Hurley Bros. withdraws propane proposal

Neighbor who opposed plan bought property

The site where Lake Placid-based fuel company Hurley Bros. proposed installing a propane fuel tank filling station is seen in April. (Enterprise photo — Griffin Kelly)

LAKE PLACID — A controversial proposal to install a propane tank refilling station on Old Military Road has been withdrawn from consideration after an opponent of the plan purchased the property where the station was set to be built.

K. Jon Runstrom, a resident of the neighboring Balsams at Lake Placid housing community and treasurer of its homeowners’ association, purchased the 132 Old Military Road parcel where the Lake Placid-based fuel company Hurley Bros. had proposed installing a 53-by-11-foot propane tank. He bought the property from Andre Karl last week after hearing that the land was still on the market.

Runstrom declined to say how much he paid for the property, and the price was not available from the Essex County clerk’s office because the deed transfer had not yet been processed.

Runstrom said there was only one reason why he purchased the property.

“To stop the Hurley application to install a 36,000-gallon propane tank,” he said. “It seemed to be the last resort.”

Runstrom said that tank would’ve been 80 feet from his backyard.

He said he has no immediate plans for the future of the property.

“I thought it was really, at this point, the only way to prevent that tank from being installed at that location,” he said. “I just don’t think the idea was an appropriate one.”

The land purchase, and the subsequent withdrawal of the application to build the station by Lake Placid-based fuel company Hurley Bros., appears to mark the end of a more than eight-month-long saga. Neighbors opposed the plan for several reasons, including potential safety and quality-of-life impacts.

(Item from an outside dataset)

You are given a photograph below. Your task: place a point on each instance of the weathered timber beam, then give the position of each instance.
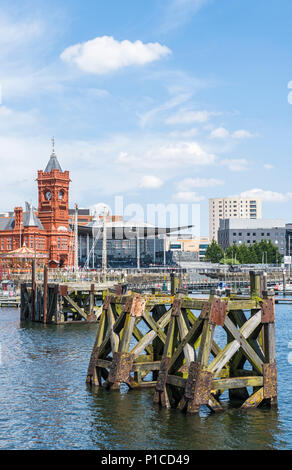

Hurley Bros. co-owner Bill Hurley confirmed that the land purchase was why his company withdrew its proposal.

“The owner of the property sold it to someone else,” he said.

A representative of Hurley Bros. notified the Lake Placid-North Elba Joint Review Board of the withdrawal via email, according to Planning and Zoning Coordinator Terry Tubridy. That email — and the sale — came just a few days before a second public hearing was scheduled, to allow residents another chance to weigh in on new material the company had submitted.

Hurley, who serves as chairman of the Joint Review Board but recused himself while the project was under consideration, said his company would consider starting the process over at another location. Right now, the company rents propane tanks at a Hyde Fuel facility in Ray Brook. It only has oil tanks at its location on Station Street in Lake Placid.

“In the future, if we can find some land, it’s always an option,” Hurley said.

The deed for the property, which was owned by Jack Vitvitsky in the early 2000s, had not yet been transferred as of Monday, according to the Essex County clerk’s office. Andre Karl is the last listed owner of the property. Attempts to contact him, seeking clarity on why he decided to sell the parcel to Runstrom, were unsuccessful.

Residents who live near the former proposed site are hailing the property sale as a win for their community.

Judy Murphy, a resident of Balsams and opponent of the plan, characterized the property sale as a “fairytale ending” to the controversy. She said she hopes this result, and the preceding months-long battle over the proposal, ignites a broader community discussion about the town’s zoning guidelines and ways that neighborhood protections could be built into the local land-use code.

“It was frankly just a relief,” she said of the property sale. “You hope you’re going to prevail with facts and public pressure. … To have an angel step in and say, ‘I’m going to buy this property’ — it almost never happens. What Jon did for the community was incredibly remarkable and generous.”